Read The Same River Twice Online
Authors: Ted Mooney
One of the four came forward, greeted Odile, and shook her hand. She recognized the wispy-mustached boy as one of those she’d let take refuge in her studio the day the policeman had come. “She’s upstairs with Josée and Anne,” he said, “drying her feet.”
“We had a plumbing mishap,” Chantal explained apologetically. “Let me get her.”
Left alone with the boy, whose name was Fabien, Odile asked him about the computers.
“All recycled,” he said, “castoffs. Now we use them to attack the forces they once served.”
“Really? What forces are those?”
“Banks, multinational corporations, instruments of state.”
“La Santé prison?”
“Who knows? Even La Santé.” He smiled. “Of course, that would require them to install a computer system first. One shouldn’t hold one’s breath.”
Odile was about to inquire further when Allegra appeared, descending the stairs at a pace meant to communicate decorous puzzlement. “I told you where I was going,” she said sullenly when she reached the bottom.
“I know. But I thought you’d like to come with me to Monsieur Ibrahim’s.”
“Monsieur Ibrahim?”
“To pick out fabric for your dress,” said Odile.
Chantal arrived at the head of the stairs. “We’ll look for you tomorrow,” she called down. “Three o’clock, don’t forget!”
“We’ll try,” Odile said, taking Allegra by the hand.
“Ciao!”
Once they were outside, Allegra snatched her hand away. “I’m not a child.
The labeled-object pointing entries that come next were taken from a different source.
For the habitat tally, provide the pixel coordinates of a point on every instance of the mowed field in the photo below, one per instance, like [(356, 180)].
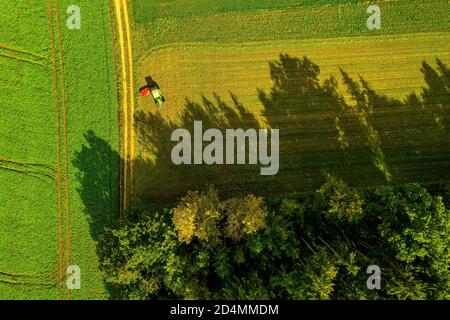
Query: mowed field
[(211, 56), (58, 147)]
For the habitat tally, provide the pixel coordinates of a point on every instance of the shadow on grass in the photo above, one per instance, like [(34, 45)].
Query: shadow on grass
[(97, 167), (367, 140)]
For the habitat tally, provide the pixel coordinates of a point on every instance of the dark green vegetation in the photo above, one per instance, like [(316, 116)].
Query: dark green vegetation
[(367, 139), (316, 246)]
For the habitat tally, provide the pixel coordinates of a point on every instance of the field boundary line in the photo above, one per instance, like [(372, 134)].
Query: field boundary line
[(23, 51), (118, 114), (124, 79), (58, 154), (131, 86), (22, 60), (66, 151), (293, 42)]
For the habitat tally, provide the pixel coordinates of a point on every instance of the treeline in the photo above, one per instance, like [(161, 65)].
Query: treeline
[(316, 246)]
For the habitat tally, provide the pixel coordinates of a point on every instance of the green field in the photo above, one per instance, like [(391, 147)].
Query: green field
[(212, 57), (30, 236)]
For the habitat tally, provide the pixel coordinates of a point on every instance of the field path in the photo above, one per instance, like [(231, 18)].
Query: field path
[(58, 141), (126, 59)]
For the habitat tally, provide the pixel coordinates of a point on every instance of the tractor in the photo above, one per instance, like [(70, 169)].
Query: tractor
[(153, 89)]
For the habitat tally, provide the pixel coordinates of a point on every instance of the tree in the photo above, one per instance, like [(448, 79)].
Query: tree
[(245, 216), (197, 215)]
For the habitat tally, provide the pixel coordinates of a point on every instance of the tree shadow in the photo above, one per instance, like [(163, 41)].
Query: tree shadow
[(320, 132), (159, 182), (367, 140), (98, 168)]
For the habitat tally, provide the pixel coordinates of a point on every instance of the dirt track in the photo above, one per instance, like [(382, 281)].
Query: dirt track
[(127, 81)]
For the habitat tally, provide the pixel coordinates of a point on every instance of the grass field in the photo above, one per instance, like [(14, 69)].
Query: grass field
[(200, 52), (59, 133)]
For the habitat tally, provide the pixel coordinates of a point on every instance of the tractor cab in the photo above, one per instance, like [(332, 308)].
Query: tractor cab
[(153, 89)]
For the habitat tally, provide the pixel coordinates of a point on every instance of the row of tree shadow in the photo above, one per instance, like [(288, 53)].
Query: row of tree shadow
[(366, 138)]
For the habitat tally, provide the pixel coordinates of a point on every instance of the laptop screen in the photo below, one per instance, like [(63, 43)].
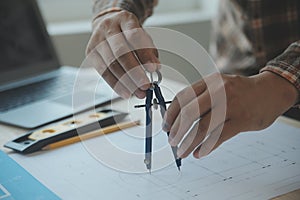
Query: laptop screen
[(25, 49)]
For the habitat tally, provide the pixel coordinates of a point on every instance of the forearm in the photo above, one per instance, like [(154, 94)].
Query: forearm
[(287, 66), (141, 8)]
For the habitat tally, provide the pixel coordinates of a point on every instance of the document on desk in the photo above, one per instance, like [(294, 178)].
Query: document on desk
[(253, 165)]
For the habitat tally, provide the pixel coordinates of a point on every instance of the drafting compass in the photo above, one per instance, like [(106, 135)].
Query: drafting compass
[(155, 102)]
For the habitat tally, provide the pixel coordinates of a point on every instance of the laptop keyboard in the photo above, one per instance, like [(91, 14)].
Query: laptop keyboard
[(47, 89)]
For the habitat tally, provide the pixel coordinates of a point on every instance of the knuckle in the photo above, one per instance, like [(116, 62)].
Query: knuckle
[(105, 24), (121, 50)]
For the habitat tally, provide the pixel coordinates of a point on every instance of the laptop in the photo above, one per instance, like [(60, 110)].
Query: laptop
[(34, 88)]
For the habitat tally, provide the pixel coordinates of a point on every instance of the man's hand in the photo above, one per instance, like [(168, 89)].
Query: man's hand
[(251, 103), (119, 46)]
You shouldn’t embarrass me in front of my friends.”
“Friends already! Well, I wouldn’t have had to if you’d answered your phone.”
“It didn’t ring!”
Deciding not to debate this, Odile steered her out of the mews into the street. “Look,” she said, “they mean well, Chantal and her group, and I agree with a lot of what they say. But the police are investigating them. It would be a very serious matter if you got caught up in their trouble, okay?”
“You think I’m stupid.”
“Not at all. The opposite, in fact.”
“Besides, what do you care? You’re just
babysitting
me while my father makes his idiotic
movie.”
She began to cry. “I shouldn’t even
be
here.”
“Darling.” Odile put her arm around the girl’s shoulders. “Your father loves you. You know that. He can’t always choose his shooting schedule.” Allegra’s tears continued unabated. “We’ve both been looking forward to your visit so much.”
They walked together to the bus stop. Allegra’s canvas-topped shoes were sodden, presumably from the plumbing problem Chantal had mentioned, but Odile didn’t want to know about it and didn’t ask.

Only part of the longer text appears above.